Complete.Org: Mailing Lists: Archives: freeciv-dev: July 2002:
[Freeciv-Dev] Re: [RFC] Path finding implementation.
Home

[Freeciv-Dev] Re: [RFC] Path finding implementation.

[Top] [All Lists]

[Date Prev][Date Next][Thread Prev][Thread Next][Date Index] [Thread Index]
To: "Ross W. Wetmore" <rwetmore@xxxxxxxxxxxx>
Cc: Gregory Berkolaiko <Gregory.Berkolaiko@xxxxxxxxxxxx>, Freeciv Development List <freeciv-dev@xxxxxxxxxxx>
Subject: [Freeciv-Dev] Re: [RFC] Path finding implementation.
From: Raimar Falke <rf13@xxxxxxxxxxxxxxxxx>
Date: Mon, 1 Jul 2002 22:09:00 +0200

On Sun, Jun 30, 2002 at 04:17:00PM -0400, Ross W. Wetmore wrote:
> At 04:31 PM 02/06/30 +0200, Raimar Falke wrote:
> >On Sun, Jun 30, 2002 at 06:22:45AM -0400, Ross W. Wetmore wrote:
> >> At 05:09 PM 02/06/29 +0200, Raimar Falke wrote:
> >> >On Sat, Jun 29, 2002 at 09:56:31AM -0400, Ross W. Wetmore wrote:
> [...]
> >> >So in the dynamic case we no imull but an extra memory access. The
> >> >other commands are cheap.
> >> 
> >> Which is basically the same code as before because it still does the
> >> index memory lookup, and doesn't have to precompute the value, i.e. no
> >> compiler optimization was broken here because this is the step that
> >> you took over from the compiler.
> >
> >It looks like I have made my point not clear in the previous post. The
> 
> No, you just aren't understanding/listening to what others are saying 
> about it :-).
> 
> >dynamic_but_indexed code has to do a multiplication. However if the
> >compiler knows the position and/or the sizes it can optimize this. In
> >the path_finding case the compiler knows nothing. To model this I made
> >the array sizes globals. 
> 
> Bad model ...
> 
> >While I agree with you in general that
> >globals should be avoided they solve here the problem and prevent the
> >compiler to assume anything about the sizes. You can also pass the
> >sizes as parameters...you get the same result.
> 
> No you don't ... arguments are locals not globals and are handled 
> correctly as far as optimizations are concerned.
> 
> >So in general the dynamic_but_indexed has to do a multiplication with
> >unknown factors. And this is the problem spot because such imull
> >instructions are expensive. More expensive than a memory access.
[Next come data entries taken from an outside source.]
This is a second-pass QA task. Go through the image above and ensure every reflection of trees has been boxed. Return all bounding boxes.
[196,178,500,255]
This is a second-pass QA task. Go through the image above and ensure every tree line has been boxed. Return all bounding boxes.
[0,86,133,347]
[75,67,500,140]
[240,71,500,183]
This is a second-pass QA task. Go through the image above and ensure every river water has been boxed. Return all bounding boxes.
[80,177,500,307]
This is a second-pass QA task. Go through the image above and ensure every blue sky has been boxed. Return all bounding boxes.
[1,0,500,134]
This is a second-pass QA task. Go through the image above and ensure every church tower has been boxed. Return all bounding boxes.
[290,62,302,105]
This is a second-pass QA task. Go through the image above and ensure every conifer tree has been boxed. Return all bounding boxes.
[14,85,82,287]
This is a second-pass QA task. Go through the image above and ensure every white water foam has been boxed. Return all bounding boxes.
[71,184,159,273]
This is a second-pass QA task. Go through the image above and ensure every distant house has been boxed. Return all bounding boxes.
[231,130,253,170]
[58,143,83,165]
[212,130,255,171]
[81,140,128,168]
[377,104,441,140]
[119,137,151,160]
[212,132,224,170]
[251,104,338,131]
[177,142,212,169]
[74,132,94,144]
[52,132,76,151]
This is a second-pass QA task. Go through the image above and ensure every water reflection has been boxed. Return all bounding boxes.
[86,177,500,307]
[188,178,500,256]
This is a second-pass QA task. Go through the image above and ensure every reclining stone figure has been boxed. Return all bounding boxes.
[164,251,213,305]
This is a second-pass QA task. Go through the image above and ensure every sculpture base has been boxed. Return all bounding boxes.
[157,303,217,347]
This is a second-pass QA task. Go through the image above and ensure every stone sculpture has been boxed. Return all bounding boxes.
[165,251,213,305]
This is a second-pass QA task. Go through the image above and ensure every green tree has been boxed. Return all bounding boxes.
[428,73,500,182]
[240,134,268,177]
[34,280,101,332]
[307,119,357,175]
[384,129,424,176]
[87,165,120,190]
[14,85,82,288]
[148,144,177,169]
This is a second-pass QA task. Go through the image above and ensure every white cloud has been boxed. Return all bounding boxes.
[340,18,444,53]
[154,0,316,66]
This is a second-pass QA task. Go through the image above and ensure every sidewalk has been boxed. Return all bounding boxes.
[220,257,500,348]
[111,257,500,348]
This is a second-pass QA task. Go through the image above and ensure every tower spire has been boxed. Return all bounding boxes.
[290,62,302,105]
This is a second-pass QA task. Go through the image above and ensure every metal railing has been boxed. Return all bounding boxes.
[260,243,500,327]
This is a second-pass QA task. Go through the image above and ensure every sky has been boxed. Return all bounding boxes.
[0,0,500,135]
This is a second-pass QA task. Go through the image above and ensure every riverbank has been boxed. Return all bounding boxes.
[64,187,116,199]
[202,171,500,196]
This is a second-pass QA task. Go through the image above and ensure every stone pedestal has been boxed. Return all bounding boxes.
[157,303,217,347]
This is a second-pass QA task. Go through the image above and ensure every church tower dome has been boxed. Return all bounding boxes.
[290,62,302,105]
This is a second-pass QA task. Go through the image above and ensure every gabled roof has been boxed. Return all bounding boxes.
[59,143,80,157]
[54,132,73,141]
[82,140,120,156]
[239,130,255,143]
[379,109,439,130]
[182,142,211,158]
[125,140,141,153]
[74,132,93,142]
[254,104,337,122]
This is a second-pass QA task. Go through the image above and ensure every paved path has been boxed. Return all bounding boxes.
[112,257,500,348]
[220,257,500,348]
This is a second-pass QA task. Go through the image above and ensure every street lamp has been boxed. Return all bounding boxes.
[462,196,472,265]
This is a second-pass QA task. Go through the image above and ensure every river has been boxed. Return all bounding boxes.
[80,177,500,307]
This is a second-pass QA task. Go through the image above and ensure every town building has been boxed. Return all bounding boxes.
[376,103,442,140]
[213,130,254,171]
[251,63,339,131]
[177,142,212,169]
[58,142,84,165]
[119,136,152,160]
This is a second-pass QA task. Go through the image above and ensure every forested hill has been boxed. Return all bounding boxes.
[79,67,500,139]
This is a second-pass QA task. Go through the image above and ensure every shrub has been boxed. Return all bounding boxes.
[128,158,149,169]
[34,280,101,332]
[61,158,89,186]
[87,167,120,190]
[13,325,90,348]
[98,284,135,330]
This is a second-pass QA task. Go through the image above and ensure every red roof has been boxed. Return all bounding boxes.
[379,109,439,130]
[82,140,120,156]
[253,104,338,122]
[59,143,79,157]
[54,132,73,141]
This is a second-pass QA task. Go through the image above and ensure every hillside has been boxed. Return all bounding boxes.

I
> >know that the last statement is only valid for certain architectures
> >and than in the future the imull may be cheaper.
> 
> And if you carry your logic through, in the general case your dynamic
> precomputed multiplications cannot be used for this case because they
> make assumptions about the values i.e. don't recompute them on the spot.
> 
> So you are just fooling everyone with an apples and oranges comparison
> or setting up for some subtle runtime errors if you believe what you
> just said about the need to force the sizes to be truly "unknown".
> 
> >> The other bad thing about the dynamic reference system you propose is 
> >> that it is very easy to generate memory leaks, and very clumsy to set up 
> >> and tear down. It mistakenly gives people the idea they are dealing with
> >> a single double indexed array, rather than a subtly complex set of
> >> references. Coding bugs and errors are nasty.
> >
> >I don't see a problem here.
> 
> I know (sigh) ...
> 
> >> >> root@wetrec[318] ./dynarr_00
> >> >> declared =  15220000
> >> >> indexed =   10680000
> >> >> dynamic =   15010000
> >> >
> >> >$ ./a.out
> >> >declared =   4000000
> >> >indexed =    6430000
> >> >dynamic =    4060000
> >
> >If I run the attached program I get (P2-400):
> >
> >mull   = 3.860000s
> >access = 3.800000s
> >
> >On a sparc ultra-2 (RISC so no mull opcode) the numbers are much
> >worse:
> >
> >mull   = 31.469999s
> >access = 7.880000s
> 
> All totally irrelevant numbers :-)
> 
> >     Raimar
> >-- 
> 
> Here is a tweaked example with fewer case specific optimization
> differences, and no false comparisons. 
> 
> The key difference is down to the leal (computations) vs movl
> (memory lookups) with a couple extra register variable ops in
> the leal case. The latter are probably eaten by a dual integer
> pipeline (i.e. executed in parallel) so they don't impact the
> overall clock cycle times. But even on an older processor one
> cycle register ops vs a single memory stall probably wins.
> 
> The key differences are in the "outer" loop in all cases.
> 
> It uses global variables for the index limits, but accesses them
> through locals within the loop to avoid Raimar's selective
> optimization breaking practices.
> 
> This has the loops arranged to do count down so this optimization
> is not dependent on any differences in compiler pattern recognition.
> It is probably the cmpl instructions for the upper bound in normal
> loop coding practices vs test against zero that gives the benefit.
> This can be exacerbated if the upper bound is a global or computed
> value. 
> 
> It also times just key loops so the malloc/free times are excluded.
> This removes any noise level initialization penalty for the dynamic
> case.
> 
> Finally it runs things three times in case the runtime order had
> some iniital load or memory management side effect (with a reduced
> loop count to offset my impatience at waiting for results).
> 
> 
> The fascinating element this time is that the key code for static
> and dynamic_but_indexed is absolutely identical, so one doesn't have
> to look to subtleties of flow to understand differences here :-).
> 
> Again this shows that if you leave the index computations to the 
> compiler/optimizer and don't do known bad things that destroy its
> effectiveness, it will find the best solution in a given context.
> 
> Indexed (linearized) arrays are just as effective as static unless
> you introduce type differences in the index/bounds values that
> defeat optimization.

Ok and another time. Repeat please: the variable map of type struct
civ_map is a global one. The compiler have to assume that the value
has changed for every call of a function foo.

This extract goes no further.